Communicating with Persons Outside Organization - Communicating with people outside the organization, representing the organization to customers, the public, government, and other external sources. This information can be exchanged in person, in writing, or by telephone or e-mail.

Staffing Organizational Units - Recruiting, interviewing, selecting, hiring, and promoting employees in an organization.

Processing Information - Compiling, coding, categorizing, calculating, tabulating, auditing, or verifying information or data.

Evaluating Information to Determine Compliance with Standards - Using relevant information and individual judgment to determine whether events or processes comply with laws, regulations, or standards.

Developing Objectives and Strategies - Establishing long-range objectives and specifying the strategies and actions to achieve them.

Inspecting Equipment, Structures, or Material - Inspecting equipment, structures, or materials to identify the cause of errors or other problems or defects.
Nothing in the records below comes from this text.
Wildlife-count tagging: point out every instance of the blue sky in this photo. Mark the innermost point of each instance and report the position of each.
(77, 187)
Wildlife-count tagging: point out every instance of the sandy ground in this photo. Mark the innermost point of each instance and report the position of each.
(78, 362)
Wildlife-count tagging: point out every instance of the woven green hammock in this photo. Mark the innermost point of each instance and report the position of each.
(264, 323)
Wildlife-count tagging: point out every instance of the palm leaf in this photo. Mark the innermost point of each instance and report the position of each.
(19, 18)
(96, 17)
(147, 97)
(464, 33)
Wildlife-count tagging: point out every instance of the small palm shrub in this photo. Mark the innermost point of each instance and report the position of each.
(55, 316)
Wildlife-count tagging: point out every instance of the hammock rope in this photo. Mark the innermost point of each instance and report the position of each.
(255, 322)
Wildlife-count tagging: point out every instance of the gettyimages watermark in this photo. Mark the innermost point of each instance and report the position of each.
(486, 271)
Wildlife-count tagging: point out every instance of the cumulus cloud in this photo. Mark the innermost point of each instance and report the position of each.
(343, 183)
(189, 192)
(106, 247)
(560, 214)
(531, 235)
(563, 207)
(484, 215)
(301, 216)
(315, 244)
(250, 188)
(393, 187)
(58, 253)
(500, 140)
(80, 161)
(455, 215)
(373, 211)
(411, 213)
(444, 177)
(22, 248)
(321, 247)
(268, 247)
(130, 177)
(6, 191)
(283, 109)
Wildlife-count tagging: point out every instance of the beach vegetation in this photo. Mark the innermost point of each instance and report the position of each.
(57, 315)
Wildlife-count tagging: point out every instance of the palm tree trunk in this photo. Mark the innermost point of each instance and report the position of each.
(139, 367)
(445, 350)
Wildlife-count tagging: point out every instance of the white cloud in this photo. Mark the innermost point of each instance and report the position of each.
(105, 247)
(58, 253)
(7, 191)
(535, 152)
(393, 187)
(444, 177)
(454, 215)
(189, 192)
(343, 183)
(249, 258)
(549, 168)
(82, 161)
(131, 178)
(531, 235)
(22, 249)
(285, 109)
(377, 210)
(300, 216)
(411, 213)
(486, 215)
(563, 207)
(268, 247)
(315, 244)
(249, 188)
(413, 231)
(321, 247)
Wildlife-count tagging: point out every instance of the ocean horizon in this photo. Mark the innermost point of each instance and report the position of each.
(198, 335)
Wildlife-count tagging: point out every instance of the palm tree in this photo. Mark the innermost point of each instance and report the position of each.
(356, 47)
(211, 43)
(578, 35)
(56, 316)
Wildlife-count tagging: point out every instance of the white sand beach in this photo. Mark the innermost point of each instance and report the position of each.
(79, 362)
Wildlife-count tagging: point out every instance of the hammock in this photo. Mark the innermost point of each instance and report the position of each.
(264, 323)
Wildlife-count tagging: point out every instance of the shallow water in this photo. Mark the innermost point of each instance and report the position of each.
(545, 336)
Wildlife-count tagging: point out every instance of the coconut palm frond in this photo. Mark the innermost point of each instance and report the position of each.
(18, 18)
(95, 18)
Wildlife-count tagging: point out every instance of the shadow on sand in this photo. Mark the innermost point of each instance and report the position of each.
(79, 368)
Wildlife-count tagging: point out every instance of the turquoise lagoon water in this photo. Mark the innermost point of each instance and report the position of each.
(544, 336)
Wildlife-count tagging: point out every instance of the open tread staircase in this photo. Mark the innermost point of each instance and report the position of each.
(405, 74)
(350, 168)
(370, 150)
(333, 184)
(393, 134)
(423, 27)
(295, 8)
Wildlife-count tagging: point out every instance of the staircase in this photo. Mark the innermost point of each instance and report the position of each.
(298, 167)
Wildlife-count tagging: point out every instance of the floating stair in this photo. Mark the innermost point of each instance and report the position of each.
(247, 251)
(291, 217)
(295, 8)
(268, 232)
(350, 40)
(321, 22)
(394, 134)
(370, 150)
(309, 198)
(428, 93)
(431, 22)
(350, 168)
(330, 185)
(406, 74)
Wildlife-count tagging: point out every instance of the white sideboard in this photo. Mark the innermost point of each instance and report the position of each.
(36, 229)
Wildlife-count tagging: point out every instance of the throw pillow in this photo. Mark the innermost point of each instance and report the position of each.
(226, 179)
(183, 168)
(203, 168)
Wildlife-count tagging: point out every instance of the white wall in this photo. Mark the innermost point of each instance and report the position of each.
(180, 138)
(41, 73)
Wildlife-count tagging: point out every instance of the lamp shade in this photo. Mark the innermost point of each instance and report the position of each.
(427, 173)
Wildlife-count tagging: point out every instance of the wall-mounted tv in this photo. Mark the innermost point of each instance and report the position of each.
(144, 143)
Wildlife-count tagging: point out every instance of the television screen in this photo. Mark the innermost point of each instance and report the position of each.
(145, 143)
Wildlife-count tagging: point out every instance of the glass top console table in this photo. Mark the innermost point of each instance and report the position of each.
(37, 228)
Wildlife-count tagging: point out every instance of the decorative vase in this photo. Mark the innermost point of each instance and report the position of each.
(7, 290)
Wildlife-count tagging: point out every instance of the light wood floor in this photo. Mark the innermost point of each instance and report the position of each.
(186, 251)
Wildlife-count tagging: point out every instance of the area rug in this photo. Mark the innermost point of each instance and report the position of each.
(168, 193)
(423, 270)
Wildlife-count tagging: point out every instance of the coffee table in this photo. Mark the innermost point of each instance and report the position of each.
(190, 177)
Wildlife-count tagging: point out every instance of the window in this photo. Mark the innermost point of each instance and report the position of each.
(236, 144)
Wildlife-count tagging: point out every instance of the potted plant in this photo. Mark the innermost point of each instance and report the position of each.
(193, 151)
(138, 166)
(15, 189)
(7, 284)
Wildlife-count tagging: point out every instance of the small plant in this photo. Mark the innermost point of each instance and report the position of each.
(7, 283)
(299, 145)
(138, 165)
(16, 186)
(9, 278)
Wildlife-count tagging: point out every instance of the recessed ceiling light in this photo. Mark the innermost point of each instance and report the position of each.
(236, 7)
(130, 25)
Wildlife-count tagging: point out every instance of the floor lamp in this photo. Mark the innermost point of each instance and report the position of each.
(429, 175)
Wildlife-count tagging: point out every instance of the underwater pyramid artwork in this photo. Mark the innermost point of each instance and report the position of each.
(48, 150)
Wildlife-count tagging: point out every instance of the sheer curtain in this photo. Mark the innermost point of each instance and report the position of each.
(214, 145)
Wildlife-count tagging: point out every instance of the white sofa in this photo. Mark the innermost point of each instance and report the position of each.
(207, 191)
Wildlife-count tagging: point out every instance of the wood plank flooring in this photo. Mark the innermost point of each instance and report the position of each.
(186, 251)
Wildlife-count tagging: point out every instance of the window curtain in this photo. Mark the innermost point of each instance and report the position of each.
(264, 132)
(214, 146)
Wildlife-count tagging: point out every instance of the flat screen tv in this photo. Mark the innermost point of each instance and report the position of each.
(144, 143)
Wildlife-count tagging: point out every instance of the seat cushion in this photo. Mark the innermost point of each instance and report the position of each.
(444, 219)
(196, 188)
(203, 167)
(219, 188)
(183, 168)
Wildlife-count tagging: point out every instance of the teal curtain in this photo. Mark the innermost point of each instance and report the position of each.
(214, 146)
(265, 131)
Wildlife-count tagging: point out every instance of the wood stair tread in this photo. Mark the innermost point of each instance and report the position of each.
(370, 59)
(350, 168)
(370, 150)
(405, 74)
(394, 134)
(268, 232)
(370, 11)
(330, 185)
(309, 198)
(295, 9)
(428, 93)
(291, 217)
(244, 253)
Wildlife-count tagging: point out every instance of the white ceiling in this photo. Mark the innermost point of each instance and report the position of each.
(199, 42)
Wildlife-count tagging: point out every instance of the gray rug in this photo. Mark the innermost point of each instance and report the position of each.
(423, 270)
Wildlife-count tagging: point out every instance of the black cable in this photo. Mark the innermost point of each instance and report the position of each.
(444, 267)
Provide Consultation and Advice to Others - Providing guidance and expert advice to management or other groups on technical, systems-, or process-related topics.

Interacting With Computers - Using computers and computer systems (including hardware and software) to program, write software, set up functions, enter data, or process information.

Performing Administrative Activities - Performing day-to-day administrative tasks such as maintaining information files and processing paperwork.

Selling or Influencing Others - Convincing others to buy merchandise/goods or to otherwise change their minds or actions.

Assisting and Caring for Others - Providing personal assistance, medical attention, emotional support, or other personal care to others such as coworkers, customers, or patients.

Controlling Machines and Processes - Using either control mechanisms or direct physical activity to operate machines or processes (not including computers or vehicles).

Analyzing Data or Information - Identifying the underlying principles, reasons, or facts of information by breaking down information or data into separate parts.

Documenting/Recording Information - Entering, transcribing, recording, storing, or maintaining information in written or electronic/magnetic form.

Interpreting the Meaning of Information for Others - Translating or explaining what information means and how it can be used.